To do that, we need the library and taxonomy folders of the kraken database that we used for classification. These are big size folders, but do not delete them if you plan to generate Braken databases in the future at different “read-length kmers”.
You can select the “read-length kmers” that is most suitable for your samples (namely the average insert size of your library, e.g. 60 bp for ancient libraries).
You can also generate several kmer_distrib
files and make different runs (as in Minikraken run, where 100, 150 and 200 are available).

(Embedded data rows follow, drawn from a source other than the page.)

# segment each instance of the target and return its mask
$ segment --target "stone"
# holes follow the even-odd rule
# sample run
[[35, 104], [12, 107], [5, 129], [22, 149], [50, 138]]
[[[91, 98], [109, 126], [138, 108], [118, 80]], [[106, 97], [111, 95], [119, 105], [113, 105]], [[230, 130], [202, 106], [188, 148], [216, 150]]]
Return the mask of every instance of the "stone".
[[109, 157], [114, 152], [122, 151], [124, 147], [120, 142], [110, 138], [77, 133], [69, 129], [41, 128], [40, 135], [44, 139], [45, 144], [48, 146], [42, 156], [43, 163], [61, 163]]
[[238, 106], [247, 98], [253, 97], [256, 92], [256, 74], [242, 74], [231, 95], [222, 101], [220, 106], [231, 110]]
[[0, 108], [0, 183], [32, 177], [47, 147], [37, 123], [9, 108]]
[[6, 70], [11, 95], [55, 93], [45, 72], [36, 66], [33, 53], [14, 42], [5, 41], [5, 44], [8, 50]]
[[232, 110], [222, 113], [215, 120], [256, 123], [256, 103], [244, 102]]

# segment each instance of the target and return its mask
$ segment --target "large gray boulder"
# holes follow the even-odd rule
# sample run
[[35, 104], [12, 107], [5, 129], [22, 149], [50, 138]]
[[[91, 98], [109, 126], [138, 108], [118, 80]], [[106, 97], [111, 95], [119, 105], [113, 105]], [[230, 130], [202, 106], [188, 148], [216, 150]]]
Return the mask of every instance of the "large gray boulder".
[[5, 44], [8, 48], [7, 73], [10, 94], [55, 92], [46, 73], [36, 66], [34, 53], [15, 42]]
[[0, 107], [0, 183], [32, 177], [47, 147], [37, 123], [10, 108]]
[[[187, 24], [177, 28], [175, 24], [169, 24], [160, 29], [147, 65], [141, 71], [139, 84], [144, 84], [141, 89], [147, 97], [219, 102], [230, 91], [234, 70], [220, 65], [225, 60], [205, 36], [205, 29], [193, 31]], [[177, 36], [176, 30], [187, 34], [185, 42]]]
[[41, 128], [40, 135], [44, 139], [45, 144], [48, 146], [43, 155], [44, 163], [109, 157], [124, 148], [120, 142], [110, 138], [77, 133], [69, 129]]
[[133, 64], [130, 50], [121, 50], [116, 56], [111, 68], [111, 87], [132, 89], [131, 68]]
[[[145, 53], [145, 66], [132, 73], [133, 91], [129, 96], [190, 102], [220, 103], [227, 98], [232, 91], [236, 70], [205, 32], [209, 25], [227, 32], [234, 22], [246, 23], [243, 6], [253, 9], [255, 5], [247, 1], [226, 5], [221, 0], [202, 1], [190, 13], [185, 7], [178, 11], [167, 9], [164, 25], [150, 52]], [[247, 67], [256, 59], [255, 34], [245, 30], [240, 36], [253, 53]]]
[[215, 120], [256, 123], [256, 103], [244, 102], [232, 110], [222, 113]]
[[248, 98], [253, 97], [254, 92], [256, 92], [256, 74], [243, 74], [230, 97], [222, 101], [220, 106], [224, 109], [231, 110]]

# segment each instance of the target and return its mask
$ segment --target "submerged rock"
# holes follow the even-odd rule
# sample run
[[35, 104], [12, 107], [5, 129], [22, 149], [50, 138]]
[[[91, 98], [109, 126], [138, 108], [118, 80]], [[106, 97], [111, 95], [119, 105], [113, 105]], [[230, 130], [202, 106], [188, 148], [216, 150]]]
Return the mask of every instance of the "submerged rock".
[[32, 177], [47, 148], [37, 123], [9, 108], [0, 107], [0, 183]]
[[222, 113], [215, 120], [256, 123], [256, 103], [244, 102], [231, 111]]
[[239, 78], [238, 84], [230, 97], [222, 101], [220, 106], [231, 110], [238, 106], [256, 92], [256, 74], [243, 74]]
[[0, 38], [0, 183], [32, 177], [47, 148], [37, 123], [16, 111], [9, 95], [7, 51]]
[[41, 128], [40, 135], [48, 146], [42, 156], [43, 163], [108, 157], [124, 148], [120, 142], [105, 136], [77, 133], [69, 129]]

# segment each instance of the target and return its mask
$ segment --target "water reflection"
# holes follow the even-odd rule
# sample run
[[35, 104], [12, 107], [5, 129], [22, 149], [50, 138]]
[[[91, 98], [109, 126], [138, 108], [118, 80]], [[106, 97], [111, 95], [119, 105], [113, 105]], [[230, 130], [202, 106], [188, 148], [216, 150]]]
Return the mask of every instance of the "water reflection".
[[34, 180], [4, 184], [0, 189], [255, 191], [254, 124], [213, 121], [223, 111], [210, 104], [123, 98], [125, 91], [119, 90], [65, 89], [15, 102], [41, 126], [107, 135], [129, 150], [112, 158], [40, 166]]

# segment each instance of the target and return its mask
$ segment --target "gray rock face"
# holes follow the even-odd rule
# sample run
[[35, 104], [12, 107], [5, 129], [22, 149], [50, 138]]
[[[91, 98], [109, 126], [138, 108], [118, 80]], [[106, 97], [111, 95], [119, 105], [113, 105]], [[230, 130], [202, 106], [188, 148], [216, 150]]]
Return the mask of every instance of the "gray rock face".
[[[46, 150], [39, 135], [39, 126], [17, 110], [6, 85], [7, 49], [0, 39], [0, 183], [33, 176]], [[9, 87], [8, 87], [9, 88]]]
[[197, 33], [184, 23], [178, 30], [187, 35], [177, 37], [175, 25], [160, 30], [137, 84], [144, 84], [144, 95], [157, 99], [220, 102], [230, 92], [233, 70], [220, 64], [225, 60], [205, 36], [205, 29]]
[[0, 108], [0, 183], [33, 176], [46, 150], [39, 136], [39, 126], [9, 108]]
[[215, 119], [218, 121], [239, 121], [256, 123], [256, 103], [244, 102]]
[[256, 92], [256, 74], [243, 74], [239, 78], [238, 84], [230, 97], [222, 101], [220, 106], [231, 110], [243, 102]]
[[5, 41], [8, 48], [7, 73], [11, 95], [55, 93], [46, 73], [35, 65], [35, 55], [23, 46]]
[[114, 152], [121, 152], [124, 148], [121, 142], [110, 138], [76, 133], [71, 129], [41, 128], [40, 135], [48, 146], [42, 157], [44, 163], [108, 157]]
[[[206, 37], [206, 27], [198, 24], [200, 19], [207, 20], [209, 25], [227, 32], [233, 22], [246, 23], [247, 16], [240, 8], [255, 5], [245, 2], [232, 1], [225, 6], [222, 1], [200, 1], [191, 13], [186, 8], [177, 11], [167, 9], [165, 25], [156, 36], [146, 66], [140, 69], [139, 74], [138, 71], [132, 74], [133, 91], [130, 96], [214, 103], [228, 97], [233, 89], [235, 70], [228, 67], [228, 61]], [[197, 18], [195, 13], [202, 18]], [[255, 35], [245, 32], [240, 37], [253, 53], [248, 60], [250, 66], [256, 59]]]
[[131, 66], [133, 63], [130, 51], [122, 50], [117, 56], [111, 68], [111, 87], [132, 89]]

You can find all the steps for generating the Bracken database files in the Bracken manual.
6.3. Mataphlan 3
MetaPhlAn is a computational tool that relies on ~1.1M unique clade-specific marker genes identified from ~100,000 reference genomes (~99,500 bacterial and archaeal and ~500 eukaryotic) to conduct taxonomic profiling of microbial communities (Bacteria, Archaea and Eukaryotes) from metagenomic shotgun sequencing data. MetaPhlAn allows:
unambiguous taxonomic assignments;
an accurate estimation of organismal relative abundance;
species-level resolution for bacteria, archaea, eukaryotes, and viruses;
strain identification and tracking
orders of magnitude speedups compared to existing methods.

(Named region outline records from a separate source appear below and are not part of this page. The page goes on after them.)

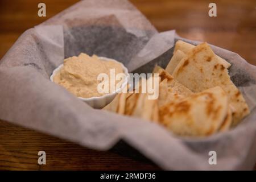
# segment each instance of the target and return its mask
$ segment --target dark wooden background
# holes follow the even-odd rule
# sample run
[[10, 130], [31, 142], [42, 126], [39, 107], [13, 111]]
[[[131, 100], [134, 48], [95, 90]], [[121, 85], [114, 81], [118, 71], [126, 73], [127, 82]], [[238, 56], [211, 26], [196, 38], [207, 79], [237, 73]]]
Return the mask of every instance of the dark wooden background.
[[[0, 59], [26, 30], [77, 1], [0, 1]], [[181, 36], [237, 52], [256, 65], [256, 1], [214, 1], [217, 17], [214, 18], [208, 15], [211, 1], [131, 1], [159, 31], [175, 29]], [[46, 18], [37, 15], [38, 5], [42, 2], [46, 4]], [[47, 153], [46, 165], [38, 164], [40, 150]], [[86, 148], [0, 121], [0, 169], [159, 169], [149, 160], [122, 155], [115, 150], [101, 152]]]

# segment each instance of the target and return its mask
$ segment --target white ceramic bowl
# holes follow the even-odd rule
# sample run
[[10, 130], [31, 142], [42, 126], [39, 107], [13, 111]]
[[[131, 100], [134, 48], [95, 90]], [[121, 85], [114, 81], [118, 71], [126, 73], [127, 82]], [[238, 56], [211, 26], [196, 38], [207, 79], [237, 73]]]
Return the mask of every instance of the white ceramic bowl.
[[[106, 61], [113, 61], [119, 64], [121, 64], [122, 65], [122, 67], [123, 67], [123, 73], [126, 75], [126, 77], [125, 77], [125, 80], [123, 81], [123, 84], [122, 84], [121, 87], [118, 89], [117, 90], [115, 90], [115, 92], [113, 93], [106, 94], [100, 97], [93, 97], [90, 98], [83, 98], [79, 97], [78, 97], [80, 100], [83, 101], [84, 102], [87, 103], [89, 105], [90, 105], [92, 107], [96, 109], [101, 109], [104, 107], [105, 106], [109, 104], [111, 101], [112, 101], [115, 96], [117, 94], [117, 93], [122, 90], [122, 89], [127, 85], [129, 80], [129, 74], [128, 73], [128, 70], [126, 67], [125, 67], [125, 66], [122, 63], [118, 62], [114, 59], [105, 57], [98, 57], [98, 58], [102, 60], [105, 60]], [[59, 71], [60, 71], [60, 69], [63, 67], [63, 64], [61, 64], [53, 71], [52, 74], [52, 75], [51, 75], [50, 77], [50, 80], [51, 81], [53, 81], [54, 76]]]

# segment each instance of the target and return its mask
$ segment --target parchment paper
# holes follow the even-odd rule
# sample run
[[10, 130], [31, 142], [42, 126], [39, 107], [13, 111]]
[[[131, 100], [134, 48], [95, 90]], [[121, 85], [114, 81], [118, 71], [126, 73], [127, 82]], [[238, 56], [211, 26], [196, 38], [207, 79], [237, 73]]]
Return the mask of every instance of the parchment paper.
[[[209, 137], [180, 138], [156, 124], [91, 108], [49, 81], [64, 57], [81, 52], [116, 59], [130, 72], [165, 66], [174, 31], [159, 33], [125, 0], [82, 1], [28, 30], [0, 62], [0, 118], [107, 150], [120, 139], [164, 169], [251, 169], [256, 160], [256, 68], [213, 46], [231, 63], [229, 73], [251, 114], [236, 128]], [[241, 46], [242, 44], [241, 43]], [[208, 163], [210, 151], [217, 164]]]

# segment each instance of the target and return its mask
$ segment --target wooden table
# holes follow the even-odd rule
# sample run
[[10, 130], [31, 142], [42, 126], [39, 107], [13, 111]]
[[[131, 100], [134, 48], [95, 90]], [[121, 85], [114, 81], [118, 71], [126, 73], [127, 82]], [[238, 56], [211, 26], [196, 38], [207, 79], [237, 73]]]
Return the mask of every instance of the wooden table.
[[[0, 57], [26, 30], [66, 9], [76, 0], [44, 0], [47, 17], [37, 15], [41, 1], [0, 1]], [[256, 65], [256, 1], [215, 1], [217, 16], [210, 18], [210, 1], [133, 0], [159, 31], [175, 29], [192, 40], [204, 40], [238, 53]], [[38, 152], [47, 164], [38, 164]], [[114, 149], [100, 152], [0, 121], [0, 169], [159, 169], [149, 160], [125, 156]]]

metagenomic strain-level population genomics
We are not going to cover to in detail MetaPhlAn, but this is a great tool given its specificity, in particular to confirm the detection of peculiar microbial species (e.g. pathogens).
Warning
Please note that MetaPhlAn may have been installed in a separate environment that we called metaphlan
. In that case, if you are already working in a conda environment, get out of it with conda deactivate
, and activate the metaphlan environment conda activate metaphlan
.
The basic usage of MetaPhlAn for taxonomic profiling is:
metaphlan filename.fastq(.gz) --input_type fastq -o outfile.txt
Note
MetaPhlAn relies on BowTie2 to map reads against marker genes. To save the intermediate BowTie2 output use --bowtie2out
, and for multiple CPUs (if available) use --nproc
:
metaphlan filename.fastq(.gz) --bowtie2out filename.bowtie2.bz2 --nproc 5 --input_type fastq -o output.txt
The intermediate BowTie2 output files can be used to run MetaPhlAn quickly by specifying the input (--input_type bowtie2out
):
metaphlan filename.bowtie2.bz2 --nproc 5 --input_type bowtie2out -o output.txt
For more information and advanced usage of MetaPhlAn see the manual and the wiki page. And, recently, MetaPhlAn 3 has been released!
6.4. Other tools
We remind you that there are several metagenomic classifiers, all with their pros and cons, as discussed in the lecture. Other tools that we want to suggest are MALT (and the HOPS pipeline to analyse the data), and Centrifuge, which both implement alignment-based methods to classify the reads.